Tienen una singularidad poco conocida en sus 37 operaciones distintas de cosido. En efecto, en 1998, expertos del Buró Federal de Investigaciones (FBI) de Estados Unidos probaron en un juicio que ningún jean es idéntico a otro, porque «las máquinas que los cosen producen movimientos irregulares que hacen que cada pantalón tenga una forma diferente». Así que cada persona puede blasonar de la exclusividad del suyo.
Hoy la firma Levi’s continúa entre las punteras en la confección y venta mundial de pitusas de todos los tipos, colores y texturas.
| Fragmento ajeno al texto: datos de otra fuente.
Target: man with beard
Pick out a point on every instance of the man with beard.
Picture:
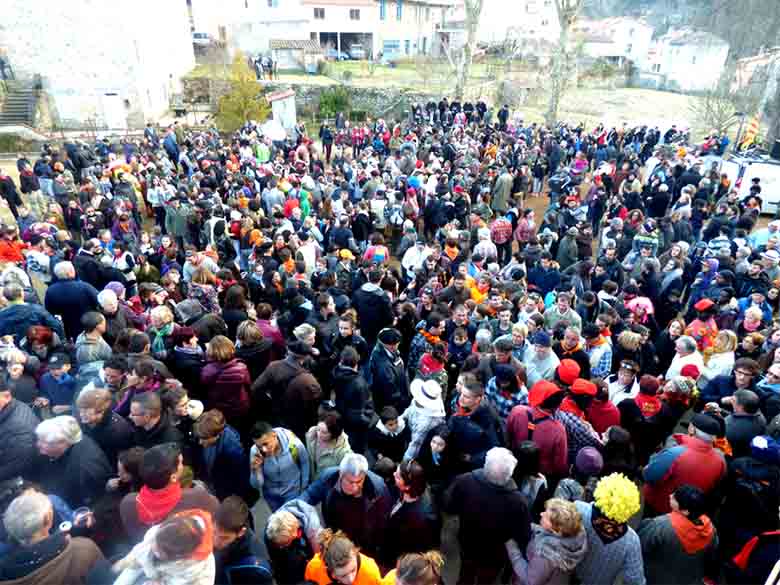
(474, 425)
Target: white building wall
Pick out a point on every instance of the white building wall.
(135, 57)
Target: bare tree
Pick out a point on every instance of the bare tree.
(473, 12)
(561, 72)
(718, 109)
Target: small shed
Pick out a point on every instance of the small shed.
(283, 108)
(296, 55)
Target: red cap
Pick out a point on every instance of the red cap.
(541, 391)
(568, 371)
(583, 387)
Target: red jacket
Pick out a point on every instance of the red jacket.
(549, 435)
(693, 461)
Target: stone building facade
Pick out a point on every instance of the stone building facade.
(103, 64)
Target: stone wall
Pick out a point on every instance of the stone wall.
(373, 102)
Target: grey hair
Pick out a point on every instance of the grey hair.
(107, 296)
(499, 465)
(706, 437)
(64, 270)
(59, 428)
(353, 464)
(26, 516)
(688, 341)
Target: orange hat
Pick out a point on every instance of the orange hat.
(541, 391)
(583, 387)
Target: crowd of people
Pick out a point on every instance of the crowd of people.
(374, 333)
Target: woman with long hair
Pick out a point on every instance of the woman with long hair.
(340, 562)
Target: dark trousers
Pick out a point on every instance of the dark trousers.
(479, 571)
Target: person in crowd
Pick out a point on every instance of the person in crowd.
(292, 537)
(279, 464)
(681, 546)
(614, 548)
(354, 500)
(161, 495)
(238, 553)
(491, 512)
(40, 553)
(340, 561)
(327, 444)
(557, 545)
(72, 466)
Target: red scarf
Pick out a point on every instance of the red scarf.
(153, 506)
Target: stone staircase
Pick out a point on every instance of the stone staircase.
(20, 103)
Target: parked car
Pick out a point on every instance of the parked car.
(357, 52)
(201, 39)
(336, 55)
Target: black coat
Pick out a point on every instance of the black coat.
(113, 434)
(387, 377)
(186, 367)
(79, 477)
(489, 516)
(353, 401)
(374, 310)
(414, 528)
(162, 432)
(17, 449)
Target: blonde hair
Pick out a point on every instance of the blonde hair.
(337, 549)
(282, 527)
(420, 568)
(162, 313)
(220, 349)
(520, 328)
(564, 516)
(304, 330)
(630, 340)
(725, 341)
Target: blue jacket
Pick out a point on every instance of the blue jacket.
(59, 392)
(284, 476)
(227, 466)
(720, 387)
(765, 309)
(71, 299)
(17, 319)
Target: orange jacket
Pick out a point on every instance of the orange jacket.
(368, 573)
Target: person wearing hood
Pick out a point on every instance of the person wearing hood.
(90, 345)
(491, 512)
(292, 539)
(280, 465)
(558, 543)
(237, 547)
(180, 550)
(680, 547)
(373, 307)
(327, 443)
(386, 373)
(353, 398)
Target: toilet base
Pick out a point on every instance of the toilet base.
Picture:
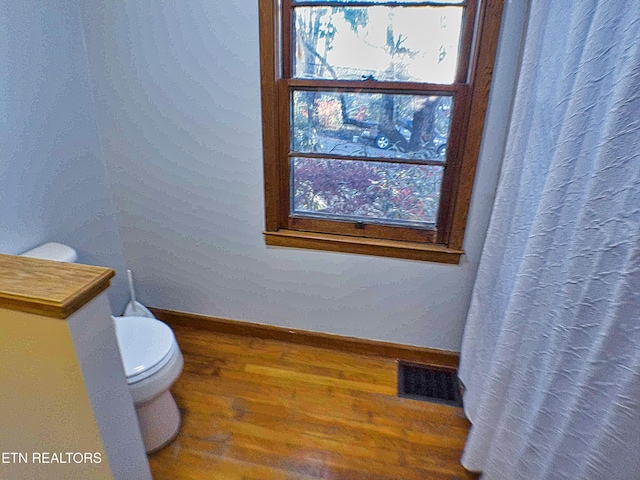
(159, 421)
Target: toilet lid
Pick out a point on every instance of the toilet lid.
(146, 344)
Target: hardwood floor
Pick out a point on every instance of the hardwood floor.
(258, 409)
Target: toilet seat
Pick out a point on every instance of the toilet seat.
(146, 346)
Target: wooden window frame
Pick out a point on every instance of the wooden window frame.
(472, 94)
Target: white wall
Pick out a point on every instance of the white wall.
(53, 184)
(178, 103)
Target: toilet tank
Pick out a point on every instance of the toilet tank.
(53, 251)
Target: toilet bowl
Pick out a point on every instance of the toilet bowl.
(152, 362)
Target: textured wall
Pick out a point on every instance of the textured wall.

Y, por cierto, cuenta en su sede central con una bóveda similar a la de un banco, donde guarda celosamente los modelos creados por sus diseñadores durante toda su historia, entre estos el llamado «jean de Nevada», la pieza más antigua, que en 2001 fue comprado en una subasta por la misma marca al precio de 46 532 dólares.
A pesar de su secular edad, este práctico atuendo se resiste a la jubilación. Se adapta plenamente a los cambios de clima, de contexto social y de dogmas culturales. Es uno de los pocos testigos de la historia que permanece con vida. Según modistas y modistos, figura como la ropa más combinable de cualquier época y la única que ha unido a seis generaciones.
«A mí me encantan los pitusas —afirma Jessica Gómez, una bellísima tunera que exhibe su opulencia física a bordo de un jean azul cielo—. Si fuera por mí, anduviera todo el tiempo con ellos. Son funcionales y sirven igual para la Universidad que para la discoteca. Ah, ¡y no hay que plancharlos!».
El cibersitio Modas dice más: «Es una pieza única, de las más versátiles jamás diseñadas. Símbolo de juventud y comodidad, conserva un embrujo atrayente, del que pocos consiguen sustraerse. Todos guardamos alguno en el armario». Y afirma luego: «Por la empatía que establecen, se llega a crear una relación casi amorosa entre el pantalón y su propietario».
Sensuales, extravagantes, divertidos y perdurables son algunos de los adjetivos que se le endilgan a esta reliquia del ropero posmoderno. No, sus valedores nunca sospecharon qué mítica prenda habían lanzado a la palestra. Un auténtico emblema del siglo XX y de los que están aún por venir.
Mientras pienso en esto, Jessica camina calle abajo. Los que estamos en las cercanías convenimos en que el jean le viene de maravillas a la escultura de su cuerpo. Hay muchas como ella por toda Cuba. Entonces me acordé de Levi Strauss. Leí que falleció en 1902 de un ataque cardiaco. Si llega a vivir en estos tiempos, hubiera muerto de tortícolis. ¡Seguro!